The construction of the 10-lane Orile-Badagry Expressway with a railway which has started with so many structures and buildings being demolished is bringing hope and sense of relief to the people who use the road. Julius Berger and a Chinese Construction Company have been entrusted with the project that would completely turn around the Orile-Badagry international expressway.
Reliable sources say the construction will take up to five years to finish, and will cost several billions of naira jointly financed by the Lagos State Government, the Federal Government and the World Bank.

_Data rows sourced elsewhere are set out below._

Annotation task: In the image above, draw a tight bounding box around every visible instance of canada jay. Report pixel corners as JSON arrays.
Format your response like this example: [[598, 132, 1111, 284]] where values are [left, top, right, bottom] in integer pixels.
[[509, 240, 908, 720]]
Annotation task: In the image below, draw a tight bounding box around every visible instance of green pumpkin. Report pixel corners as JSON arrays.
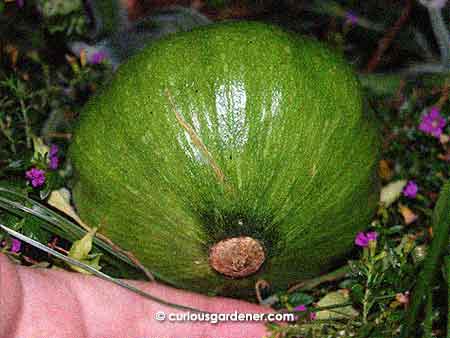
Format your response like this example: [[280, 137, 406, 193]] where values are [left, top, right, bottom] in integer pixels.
[[71, 22, 379, 296]]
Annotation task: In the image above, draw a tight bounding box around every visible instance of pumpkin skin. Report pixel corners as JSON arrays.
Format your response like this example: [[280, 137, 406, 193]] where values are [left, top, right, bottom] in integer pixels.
[[70, 22, 379, 297]]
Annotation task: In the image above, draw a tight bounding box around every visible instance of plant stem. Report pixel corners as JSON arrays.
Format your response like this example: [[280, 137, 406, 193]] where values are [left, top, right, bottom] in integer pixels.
[[427, 6, 450, 71], [20, 99, 31, 149]]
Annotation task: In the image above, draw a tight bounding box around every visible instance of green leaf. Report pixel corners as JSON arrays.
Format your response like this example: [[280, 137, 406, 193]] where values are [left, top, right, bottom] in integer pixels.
[[69, 228, 101, 274], [289, 292, 314, 306], [401, 181, 450, 338], [316, 291, 358, 320], [380, 180, 407, 207]]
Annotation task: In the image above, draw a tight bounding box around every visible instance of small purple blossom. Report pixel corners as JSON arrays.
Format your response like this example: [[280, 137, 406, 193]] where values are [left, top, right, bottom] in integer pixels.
[[345, 11, 358, 25], [419, 107, 446, 138], [403, 181, 419, 198], [88, 50, 106, 65], [10, 238, 22, 252], [355, 231, 378, 248], [25, 168, 45, 188], [48, 144, 59, 170], [294, 304, 306, 312], [50, 144, 59, 156]]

Speaking to Vanguard Metro, a minibus driver at Iyana Iba, Mr. Emmanuel Ebere described the Badagry Expressway from Orile- Iganmu to Iyana-Iba as a veritable no-man’s land as regards law enforcement, affirming that a different set of laws, that of the survival of the fittest, operates on this stretch of road, and that anybody who would survive on it must embrace a new mindset and believe it is a jungle.
Mr. Amosu, another driver, this time at Okokomaiko put the blame for the madness on the road squarely at the doorsteps of the law operatives: the regular police, the road safety VIO, and LASTMA who use the many faceless touts as fronts.
According to him, all the agberos extorting money from motorists are actually installed there by the operatives themselves, so that the greed and graft may not be traced to them.
As for a roadside seller who craved anonymity for obvious reasons at Iyana Iba, the touts were the ones who gave them the permission to be at the roadside, despite the risks and hazards. According to her as early as 5pm the touts distribute tickets for all those that will trade by the road, and nobody dare challenge them.